Major changes that will go into effect are as follows:

  • Students attend class exhausted too frequently, so a mandatory bedtime at 9 p.m. will be enforced campus-wide
  • There will be electric fences installed around all Schaefer lawns to prevent people from playing spikeball or having multiracial picnics (picnics will be allowed if approved by a campus photographer)
  • All naughty words will be banned, such as poop, fart, crap, and dookie. They are immature and should never be uttered.
  • The SGA will pay for random people to drive around campus on electric scooters. 
  • All clubs have been forced to disband to prevent student unionizing against the new policies… with the exception of the furry club. Officials are too scared to approach them.
  • Sex has been found to be among the most unproductive of student activities, so in order to engage in sexual intercourse, all involved individuals must have their sex permission slip signed by their RA and three witnesses present at the time of signing.

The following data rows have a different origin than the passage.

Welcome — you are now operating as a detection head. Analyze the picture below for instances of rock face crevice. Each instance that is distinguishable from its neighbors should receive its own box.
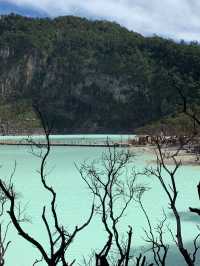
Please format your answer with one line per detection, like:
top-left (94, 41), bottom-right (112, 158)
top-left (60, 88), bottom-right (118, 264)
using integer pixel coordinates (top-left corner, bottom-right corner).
top-left (0, 15), bottom-right (200, 133)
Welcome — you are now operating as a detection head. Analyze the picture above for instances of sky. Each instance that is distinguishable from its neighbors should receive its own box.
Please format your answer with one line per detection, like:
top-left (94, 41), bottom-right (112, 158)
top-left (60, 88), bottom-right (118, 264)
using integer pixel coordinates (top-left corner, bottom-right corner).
top-left (0, 0), bottom-right (200, 41)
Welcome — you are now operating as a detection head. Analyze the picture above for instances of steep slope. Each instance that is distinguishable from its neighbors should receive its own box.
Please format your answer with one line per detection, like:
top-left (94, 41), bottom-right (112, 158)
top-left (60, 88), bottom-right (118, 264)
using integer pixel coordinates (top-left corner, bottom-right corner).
top-left (0, 15), bottom-right (200, 133)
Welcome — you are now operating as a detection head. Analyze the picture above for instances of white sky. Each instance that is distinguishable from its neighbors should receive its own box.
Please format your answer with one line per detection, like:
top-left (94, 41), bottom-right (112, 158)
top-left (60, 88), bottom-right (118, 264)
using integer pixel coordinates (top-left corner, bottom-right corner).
top-left (0, 0), bottom-right (200, 41)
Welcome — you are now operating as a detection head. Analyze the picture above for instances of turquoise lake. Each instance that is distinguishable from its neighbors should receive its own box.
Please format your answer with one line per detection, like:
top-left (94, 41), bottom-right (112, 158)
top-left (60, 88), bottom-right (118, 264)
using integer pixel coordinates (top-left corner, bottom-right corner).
top-left (0, 135), bottom-right (200, 266)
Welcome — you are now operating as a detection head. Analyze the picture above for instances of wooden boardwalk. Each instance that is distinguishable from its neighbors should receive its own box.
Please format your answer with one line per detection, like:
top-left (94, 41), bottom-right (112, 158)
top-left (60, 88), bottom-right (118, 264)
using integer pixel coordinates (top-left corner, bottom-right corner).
top-left (0, 140), bottom-right (130, 147)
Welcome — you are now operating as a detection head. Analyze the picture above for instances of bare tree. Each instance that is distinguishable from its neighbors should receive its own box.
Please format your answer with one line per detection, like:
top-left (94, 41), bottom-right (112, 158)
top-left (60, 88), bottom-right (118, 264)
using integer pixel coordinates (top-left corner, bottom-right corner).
top-left (136, 190), bottom-right (169, 266)
top-left (0, 189), bottom-right (11, 266)
top-left (146, 140), bottom-right (200, 266)
top-left (77, 143), bottom-right (146, 266)
top-left (0, 109), bottom-right (94, 266)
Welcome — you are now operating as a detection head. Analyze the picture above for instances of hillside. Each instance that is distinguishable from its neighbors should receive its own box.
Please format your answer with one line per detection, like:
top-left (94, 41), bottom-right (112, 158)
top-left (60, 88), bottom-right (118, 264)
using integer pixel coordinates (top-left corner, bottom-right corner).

  • To prevent students from having non-campus food in their dorms, mini fridges will be replaced with even minier fridges. 
  • Tillie is currently being psychologically reconditioned to be a reverse therapy dog, and as opposed to bringing comfort to students, she will learn to prey on and feed their deepest insecurities and fears. 

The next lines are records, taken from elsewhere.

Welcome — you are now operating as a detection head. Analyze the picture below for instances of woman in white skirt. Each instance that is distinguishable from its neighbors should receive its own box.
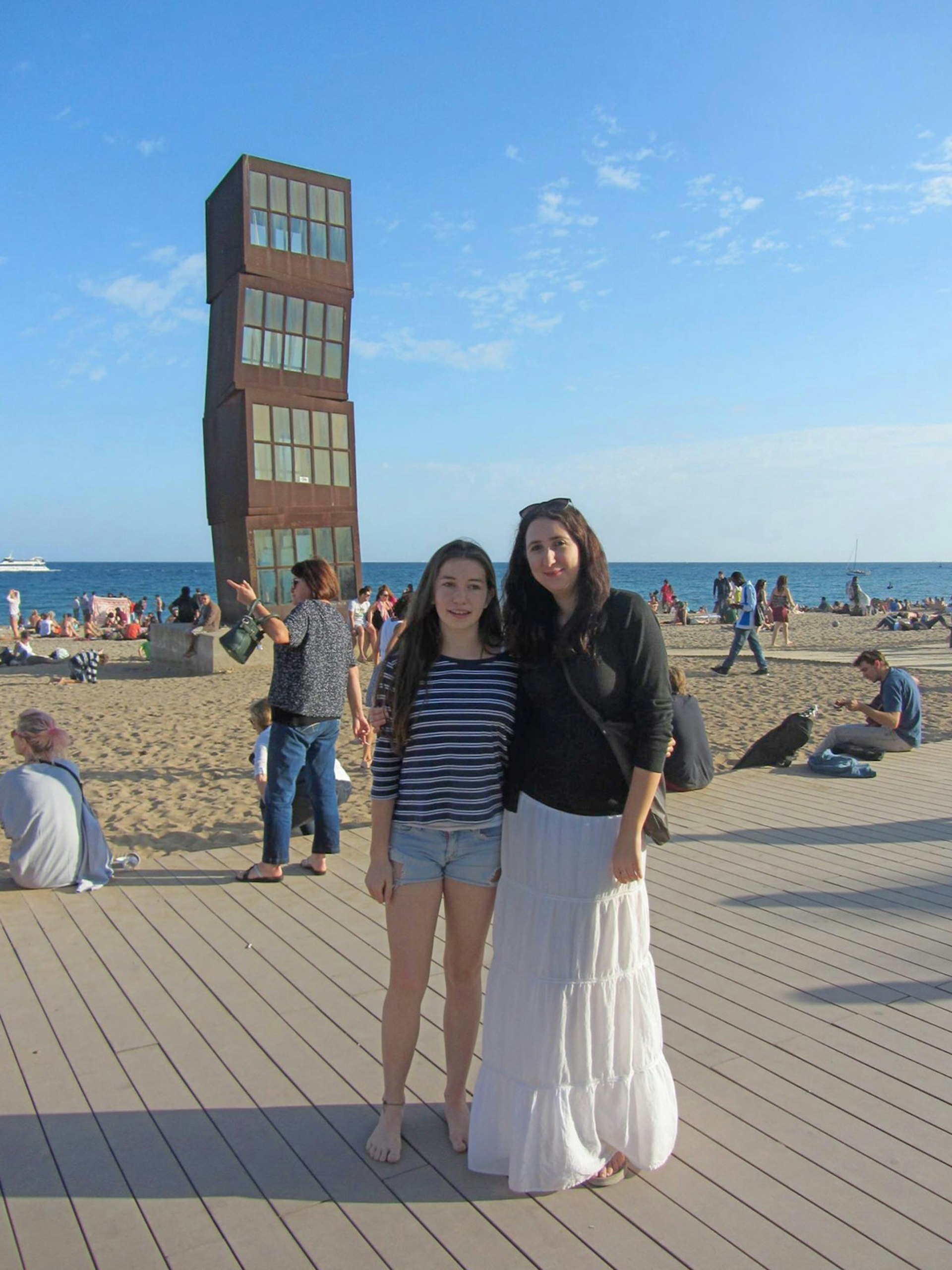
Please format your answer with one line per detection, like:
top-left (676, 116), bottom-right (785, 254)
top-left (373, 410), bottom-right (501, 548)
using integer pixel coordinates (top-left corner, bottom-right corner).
top-left (469, 499), bottom-right (678, 1191)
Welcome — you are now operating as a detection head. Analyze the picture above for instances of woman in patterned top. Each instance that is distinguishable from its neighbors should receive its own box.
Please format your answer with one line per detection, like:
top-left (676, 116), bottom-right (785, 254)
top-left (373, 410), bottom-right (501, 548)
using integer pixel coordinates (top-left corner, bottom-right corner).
top-left (367, 540), bottom-right (515, 1163)
top-left (229, 558), bottom-right (369, 883)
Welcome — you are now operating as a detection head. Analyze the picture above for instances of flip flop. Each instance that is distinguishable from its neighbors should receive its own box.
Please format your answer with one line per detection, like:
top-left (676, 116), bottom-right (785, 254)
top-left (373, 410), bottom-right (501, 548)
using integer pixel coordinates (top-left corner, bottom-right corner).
top-left (235, 865), bottom-right (284, 883)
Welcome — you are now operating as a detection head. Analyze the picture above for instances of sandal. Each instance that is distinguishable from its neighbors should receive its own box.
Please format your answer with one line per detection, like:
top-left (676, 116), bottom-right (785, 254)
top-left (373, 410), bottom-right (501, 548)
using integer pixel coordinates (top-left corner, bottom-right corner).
top-left (235, 865), bottom-right (284, 883)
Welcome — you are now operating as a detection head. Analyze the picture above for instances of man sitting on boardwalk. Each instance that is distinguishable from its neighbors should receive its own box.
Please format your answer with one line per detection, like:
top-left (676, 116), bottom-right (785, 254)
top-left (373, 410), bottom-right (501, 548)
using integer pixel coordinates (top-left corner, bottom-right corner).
top-left (815, 648), bottom-right (923, 755)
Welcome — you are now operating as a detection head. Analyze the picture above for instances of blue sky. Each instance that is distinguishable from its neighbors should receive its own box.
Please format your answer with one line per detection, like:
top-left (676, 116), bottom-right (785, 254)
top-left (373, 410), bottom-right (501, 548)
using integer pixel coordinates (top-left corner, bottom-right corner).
top-left (0, 0), bottom-right (952, 560)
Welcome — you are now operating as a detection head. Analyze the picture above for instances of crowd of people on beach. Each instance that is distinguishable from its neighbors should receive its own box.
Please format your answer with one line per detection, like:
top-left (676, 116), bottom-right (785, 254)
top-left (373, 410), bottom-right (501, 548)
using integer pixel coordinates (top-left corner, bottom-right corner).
top-left (0, 510), bottom-right (945, 1193)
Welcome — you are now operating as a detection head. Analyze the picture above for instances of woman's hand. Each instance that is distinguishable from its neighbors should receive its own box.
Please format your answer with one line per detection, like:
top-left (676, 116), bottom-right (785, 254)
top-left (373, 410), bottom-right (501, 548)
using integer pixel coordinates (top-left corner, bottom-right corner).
top-left (226, 578), bottom-right (258, 605)
top-left (612, 829), bottom-right (645, 887)
top-left (364, 860), bottom-right (394, 904)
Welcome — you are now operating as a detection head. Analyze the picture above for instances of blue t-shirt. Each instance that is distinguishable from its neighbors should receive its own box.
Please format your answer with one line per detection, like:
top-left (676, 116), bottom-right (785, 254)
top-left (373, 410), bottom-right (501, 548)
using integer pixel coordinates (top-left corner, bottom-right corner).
top-left (873, 667), bottom-right (923, 746)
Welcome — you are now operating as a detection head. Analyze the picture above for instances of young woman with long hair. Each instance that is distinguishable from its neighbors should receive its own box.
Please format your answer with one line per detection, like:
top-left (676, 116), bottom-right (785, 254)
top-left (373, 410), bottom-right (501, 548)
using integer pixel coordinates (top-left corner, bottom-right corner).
top-left (769, 573), bottom-right (793, 648)
top-left (367, 538), bottom-right (515, 1163)
top-left (470, 499), bottom-right (678, 1191)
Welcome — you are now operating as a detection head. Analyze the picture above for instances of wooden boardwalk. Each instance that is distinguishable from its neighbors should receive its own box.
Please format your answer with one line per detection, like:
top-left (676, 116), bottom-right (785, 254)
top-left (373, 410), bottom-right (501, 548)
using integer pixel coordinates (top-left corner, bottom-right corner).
top-left (0, 743), bottom-right (952, 1270)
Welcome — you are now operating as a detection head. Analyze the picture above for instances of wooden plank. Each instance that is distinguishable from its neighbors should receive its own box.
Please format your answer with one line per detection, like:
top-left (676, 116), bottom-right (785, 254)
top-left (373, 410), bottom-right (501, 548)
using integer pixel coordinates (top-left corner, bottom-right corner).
top-left (141, 848), bottom-right (611, 1265)
top-left (70, 891), bottom-right (316, 1270)
top-left (111, 869), bottom-right (470, 1270)
top-left (671, 1053), bottom-right (952, 1241)
top-left (16, 891), bottom-right (238, 1266)
top-left (0, 908), bottom-right (165, 1270)
top-left (0, 992), bottom-right (87, 1270)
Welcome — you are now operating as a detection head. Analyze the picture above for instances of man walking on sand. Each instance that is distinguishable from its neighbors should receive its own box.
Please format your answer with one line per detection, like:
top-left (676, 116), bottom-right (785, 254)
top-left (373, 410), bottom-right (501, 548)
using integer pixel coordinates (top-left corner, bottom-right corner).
top-left (815, 648), bottom-right (923, 755)
top-left (714, 569), bottom-right (731, 617)
top-left (711, 569), bottom-right (771, 674)
top-left (185, 590), bottom-right (221, 657)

  • Peirce Dining Hall food will no longer have salt. This is unrelated to the fun ban, they just wanted to do that.

To enforce such guidelines, the school has organized the Anti-Serotonin Squadron, or A.S.S., an elite task force trained to detect any kind of joy and put a stop to it. These agents are retired homeowners from suburban New Jersey who are already psychologically conditioned to hate kids whenever they’re enjoying themselves. If you have any questions, you can ask A.S.S. in their newly established office in South Tower — it’s the office with “Live Laugh Love” and “Bless this mess” signs outside it. They will be conducting routine searches of dorms to check for any S.H.I.T, so please be ready for mandatory A.S.S inspections.

We understand that all these changes can be very upsetting, but they don’t really care. Try taking up a new pastime, like filing taxes or watching paint dry. These may seem like changes for the worse, but it’s a sacrifice the school is willing to make to get those grades up.